Os pedágios e a Artesp

Não sei se esses detalhes já foram comentados aqui, mas a forma como a ARTESP administra as rodovias sob concessão é altamente lesiva ao bolso dos usuários. Como se não bastasse o preço abusivo dos pedágios paulistas, a escolha dos lugares das praças de cobrança torna o valor arrecadado mais injusto ainda, onerando duplamente os usuários.

O cálculo das tarifas de pedágio é feito utilizando-se o conceito de tarifa quilométrica, que corresponde a um valor por quilômetro, fixado pelo Estado, variando, apenas, em função da extensão percorrida, da categoria das rodovias e dos veículos. Portanto, quem percorre uma estrada de ponta a ponta, paga o valor da tarifa quilométrica multiplicada pela extensão da rodovia. Mas na maioria das estradas o fluxo maior de usuários esta concentrado num determinado trecho. E é justamente aí que se concentra a cobrança, calculada com base em uma distância bem maior que esse trecho.

Na região de Campinas, SP, há vários exemplos dessa distorção. A rodovia Dom Pedro I tem 140 Km e liga Campinas a Jacareí. Cerca de 70% do fluxo está concentrado entre Campinas e Atibaia no Km 80, onde cruza com a rodovia Fernão Dias (São Paulo – Belo Horizonte). Quem vai de Campinas até a rodovia Fernão Dias, roda no máximo 60 Km (42,3% da distância total de 140 km), mas paga R$ 10,90 (65,1% da tarifa total de R$ 16,75).

http://www.artesp.sp.gov.br/download/artesp_tarifas_pedagios_julho_2010.pdf 

Também há distorções na SP 75 (Campinas-Sorocaba, 87 Km), onde o fluxo maior é entre Campinas e Indaiatuba (28 Km, 32%), mas cobra-se nesse trecho R$ 9,15 (67,8% da tarifa total).

Outra questão “intrigante” ocorre na Rodovia Airton Senna/Carvalho Pinto. A mesma que provocou o bate-boca entre o Heródoto e o Serra no Roda Viva. Enquanto o valor da tarifa quilométrica para as demais estradas dessa categoria está em R$ 0,129939, na Airton Senna/Carvalho Pinto é cobrado apenas R$ 0,064550. O motivo só pode ser a concorrência que essa rodovia sofre da rodovia Presidente Dutra (administração federal). De São Paulo até Taubaté (125 Km), gasta-se R$ 8,75 pela Airton Senna e R$ 8,10 pela Dutra.

http://www.artesp.sp.gov.br/fale/fale_faq_pedagios.asp

http://pedagiometro.com.br/calcule

Ora, se é possivel administrar essa rodovia com valor da tarifa 50% menor, qual a razão das tarifas maiores nas demais rodovias paulistas?
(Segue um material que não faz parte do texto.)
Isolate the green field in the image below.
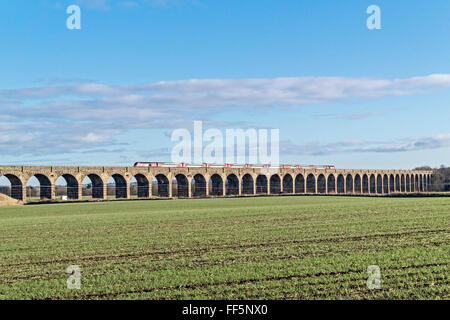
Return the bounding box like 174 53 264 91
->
0 196 450 299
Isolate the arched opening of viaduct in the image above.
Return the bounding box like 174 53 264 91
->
0 167 432 201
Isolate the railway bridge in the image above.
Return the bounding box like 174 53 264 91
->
0 166 432 201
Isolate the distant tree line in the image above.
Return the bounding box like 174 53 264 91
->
415 165 450 192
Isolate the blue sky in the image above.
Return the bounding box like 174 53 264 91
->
0 0 450 169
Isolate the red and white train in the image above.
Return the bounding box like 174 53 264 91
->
134 162 336 169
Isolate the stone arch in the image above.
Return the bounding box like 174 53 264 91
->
225 173 239 196
152 173 170 197
395 174 402 192
377 174 383 194
192 173 206 197
283 174 294 193
256 174 268 194
172 173 189 198
389 174 395 192
270 174 281 194
295 173 305 193
130 173 150 198
306 173 316 193
27 173 53 200
345 174 353 193
317 174 327 193
337 174 345 193
0 174 25 201
327 174 336 193
55 173 79 200
81 173 106 199
363 174 370 193
209 173 223 196
242 173 255 194
107 173 129 199
355 173 362 193
383 174 389 193
370 174 377 193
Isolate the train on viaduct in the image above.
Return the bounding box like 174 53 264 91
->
0 166 433 201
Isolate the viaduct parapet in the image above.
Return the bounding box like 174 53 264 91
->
0 166 433 201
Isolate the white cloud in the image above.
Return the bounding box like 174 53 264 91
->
280 134 450 156
0 73 450 154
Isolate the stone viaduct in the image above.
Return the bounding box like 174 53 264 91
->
0 166 432 201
A Artesp (Agência Reguladora de Serviços Públicos Delegados de Transporte do Estado de São Paulo) foi criada pela lei complementar nº 914, de 14 de janeiro de 2002 cujo artigo 2º é reproduzido a seguir:

Artigo 2º – A ARTESP obedecerá aos seguintes princípios:

I – justiça e responsabilidade no exercício do poder regulatório;

II – eqüidade no tratamento dispensado aos usuários, às diversas entidades reguladas e demais instituições envolvidas na prestação ou regulação dos transportes, autorizados, permitidos ou concedidos;

III – imparcialidade, evidenciada pela independência de influências de setores públicos ou privados que possam macular a credibilidade dos procedimentos decisórios inerentes ao exercício das funções regulatórias;

Pois é, pelo jeito, a ARTESP tropeça já no artigo 2º, inciso por inciso, da lei que a criou. 

Por Rafael Santos

A ARTESP criada em 2002 conforme citado pelo autor do post, tem um grave problema de quadro de pessoal, pois passados 8 anos, ainda não teve nenhum concurso publico para preenchimento de seus cargos.

Ela funciona atualmente com funcionarios publicos “emprestados” de outras estatais, principalmente o DER e por tercerizados.

Ao que parece há uma proposta de cargos e salários na Assembleia Legislativa e deve ser votada ainda esse ano. Mas é muito estranho uma agência reguladora ser criada e não ter pessoal a 8 anos.

Por exemplo, a ARSESP, agência reguladora de saneamento, foi criada e em menos de 1 ano, ja foi realizado concurso público.

Talvez seja mais interessante ter empresas tercerizadas, onde se é possível “indicar” todo o quadro de funcionários.